Vielmehr war es das blasse Azurblau, welches mit einem der Gefangenen
durch die Tür verschwunden war, das ihren Atem zum Stocken
brachte. Wie Yahya umflackerte den dunkelhaarigen Knaben die Farbe, die Sapphira stets an einen wolkenlosen Sommerhimmel
erinnerte. Als ob sein Bild sich in ihre Lider eingebrannt hätte,
sah sie ihn selbst dann noch vor sich, als sie die Augen schloss, um
ihren Herzschlag zu beruhigen und die Fassung wiederzuerlangen. Von
den Grübchen in seinen Wangen bis hin zu den seltsam
bernsteinfarbenen Augen, grub sich seine Erscheinung in ihre
Erinnerung ein und fraß sich in ihre Seele. Mit einem
sichtlichen Ruck zwang sie sich dazu sich zusammenzunehmen, kehrte
den Gefangenen den Rücken und eilte zurück ins Darüssifa. Dort hastete sie den Gang zwischen den Betten entlang in das
hospitaleigene Hamam und schloss heftig atmend die Tür.

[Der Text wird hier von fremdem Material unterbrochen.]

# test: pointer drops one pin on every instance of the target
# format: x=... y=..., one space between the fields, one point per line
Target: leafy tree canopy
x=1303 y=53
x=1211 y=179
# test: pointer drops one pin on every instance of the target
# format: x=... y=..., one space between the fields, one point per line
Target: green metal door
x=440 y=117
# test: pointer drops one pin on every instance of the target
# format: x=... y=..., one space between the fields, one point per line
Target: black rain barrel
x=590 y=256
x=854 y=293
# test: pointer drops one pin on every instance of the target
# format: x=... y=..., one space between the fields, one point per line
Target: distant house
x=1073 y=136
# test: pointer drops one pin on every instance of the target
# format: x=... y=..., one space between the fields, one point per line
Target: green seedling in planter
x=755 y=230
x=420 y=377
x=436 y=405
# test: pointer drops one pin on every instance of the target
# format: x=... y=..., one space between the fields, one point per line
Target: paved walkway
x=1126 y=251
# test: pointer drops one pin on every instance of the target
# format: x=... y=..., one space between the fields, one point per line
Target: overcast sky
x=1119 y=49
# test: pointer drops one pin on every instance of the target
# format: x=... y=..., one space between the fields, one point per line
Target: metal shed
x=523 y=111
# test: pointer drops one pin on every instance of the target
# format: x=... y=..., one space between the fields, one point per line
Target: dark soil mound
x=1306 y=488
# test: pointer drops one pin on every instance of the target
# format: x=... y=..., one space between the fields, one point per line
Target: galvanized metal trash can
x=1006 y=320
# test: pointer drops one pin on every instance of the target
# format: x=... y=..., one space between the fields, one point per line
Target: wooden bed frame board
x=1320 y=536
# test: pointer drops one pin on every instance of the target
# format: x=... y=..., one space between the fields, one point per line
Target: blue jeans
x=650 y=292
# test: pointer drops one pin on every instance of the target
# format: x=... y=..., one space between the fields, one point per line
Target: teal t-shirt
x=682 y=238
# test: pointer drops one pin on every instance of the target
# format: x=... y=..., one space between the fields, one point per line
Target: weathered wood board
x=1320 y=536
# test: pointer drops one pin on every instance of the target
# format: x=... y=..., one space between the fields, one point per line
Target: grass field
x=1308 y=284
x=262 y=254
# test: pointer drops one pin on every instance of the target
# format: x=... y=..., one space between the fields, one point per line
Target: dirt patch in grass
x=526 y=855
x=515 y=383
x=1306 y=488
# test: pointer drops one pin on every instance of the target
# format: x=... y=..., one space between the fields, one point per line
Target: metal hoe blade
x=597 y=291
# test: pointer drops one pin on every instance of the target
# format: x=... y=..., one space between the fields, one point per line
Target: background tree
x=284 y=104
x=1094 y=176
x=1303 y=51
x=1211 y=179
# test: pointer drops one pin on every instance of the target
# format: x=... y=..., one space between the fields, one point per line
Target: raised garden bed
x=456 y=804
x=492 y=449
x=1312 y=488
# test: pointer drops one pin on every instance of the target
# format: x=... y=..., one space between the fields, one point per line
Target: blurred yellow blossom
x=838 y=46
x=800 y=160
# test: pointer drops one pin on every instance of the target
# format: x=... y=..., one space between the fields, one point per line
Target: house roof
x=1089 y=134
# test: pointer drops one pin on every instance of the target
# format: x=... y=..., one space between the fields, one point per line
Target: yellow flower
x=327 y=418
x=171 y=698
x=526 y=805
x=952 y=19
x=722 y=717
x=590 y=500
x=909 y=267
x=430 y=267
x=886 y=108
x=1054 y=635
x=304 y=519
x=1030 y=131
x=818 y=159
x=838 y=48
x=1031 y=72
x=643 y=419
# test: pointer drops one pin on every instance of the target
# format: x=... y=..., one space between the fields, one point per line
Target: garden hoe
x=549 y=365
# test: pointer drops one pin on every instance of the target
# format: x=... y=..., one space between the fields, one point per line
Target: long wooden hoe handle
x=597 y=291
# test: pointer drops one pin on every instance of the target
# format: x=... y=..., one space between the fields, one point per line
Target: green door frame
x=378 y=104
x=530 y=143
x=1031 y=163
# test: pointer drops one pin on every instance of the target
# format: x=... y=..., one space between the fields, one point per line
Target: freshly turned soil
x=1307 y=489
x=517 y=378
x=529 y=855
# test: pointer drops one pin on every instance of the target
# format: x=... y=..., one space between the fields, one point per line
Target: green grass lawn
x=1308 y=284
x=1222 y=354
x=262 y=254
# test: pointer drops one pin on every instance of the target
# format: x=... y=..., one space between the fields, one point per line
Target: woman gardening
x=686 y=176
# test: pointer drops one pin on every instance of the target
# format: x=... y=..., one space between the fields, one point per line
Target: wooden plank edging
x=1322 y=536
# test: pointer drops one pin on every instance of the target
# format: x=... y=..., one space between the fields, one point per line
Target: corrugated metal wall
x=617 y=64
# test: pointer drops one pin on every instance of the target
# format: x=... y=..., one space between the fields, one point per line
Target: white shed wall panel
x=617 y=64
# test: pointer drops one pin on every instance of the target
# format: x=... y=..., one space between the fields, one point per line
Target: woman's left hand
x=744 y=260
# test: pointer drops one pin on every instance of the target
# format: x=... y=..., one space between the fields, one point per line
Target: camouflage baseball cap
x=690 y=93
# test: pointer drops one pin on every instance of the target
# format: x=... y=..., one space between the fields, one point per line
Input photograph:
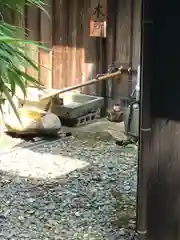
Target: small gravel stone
x=68 y=189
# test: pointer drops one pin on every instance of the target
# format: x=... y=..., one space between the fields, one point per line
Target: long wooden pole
x=95 y=80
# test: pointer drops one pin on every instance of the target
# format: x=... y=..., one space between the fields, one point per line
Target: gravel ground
x=67 y=190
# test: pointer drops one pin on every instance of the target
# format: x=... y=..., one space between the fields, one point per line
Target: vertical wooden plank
x=33 y=33
x=90 y=62
x=46 y=39
x=111 y=44
x=60 y=48
x=123 y=45
x=136 y=39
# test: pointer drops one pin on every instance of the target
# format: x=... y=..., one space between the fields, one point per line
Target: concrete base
x=100 y=129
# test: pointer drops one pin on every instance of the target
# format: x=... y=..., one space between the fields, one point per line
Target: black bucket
x=131 y=119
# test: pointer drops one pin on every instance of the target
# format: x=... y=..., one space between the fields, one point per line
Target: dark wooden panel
x=33 y=33
x=123 y=44
x=46 y=39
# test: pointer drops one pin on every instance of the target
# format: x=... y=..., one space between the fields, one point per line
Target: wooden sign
x=98 y=18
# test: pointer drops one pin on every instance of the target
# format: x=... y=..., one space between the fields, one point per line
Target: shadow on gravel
x=86 y=202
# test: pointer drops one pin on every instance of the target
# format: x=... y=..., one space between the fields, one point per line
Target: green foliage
x=13 y=51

Während sich ihr Puls allmählich beruhigte, lehnte sie sich
gegen die kühle Wand und sog bewusst den Duft der Seifen und Öle
ein. Warum machte ein gewöhnlicher Militärsklave einen
solchen Eindruck auf sie? Der betörende Geruch von Pfirsich
lullte sie ein und beruhigte sie ein wenig. Vielleicht konnten die
vertrauten Gerüche die befremdliche Anziehungskraft auslöschen,
die der junge Mann auf sie ausübte. Mit geschlossenen Augen ließ
sie sich einige Momente lang von den Wohlgerüchen einhüllen
und versuchte, die Empfindung abzuschütteln. Je heftiger sie das
Gefühl jedoch in den Hintergrund drängte, desto mehr
verstärkte es sich, bis sich schließlich Ärger über
die eigene Torheit hinzugesellte. Was, in drei Teufels Namen, hatte
der Fremde an sich, dass er sie derart aus dem Gleichgewicht bringen
konnte?, fragte sie sich und schlug ungehalten die Augen wieder auf.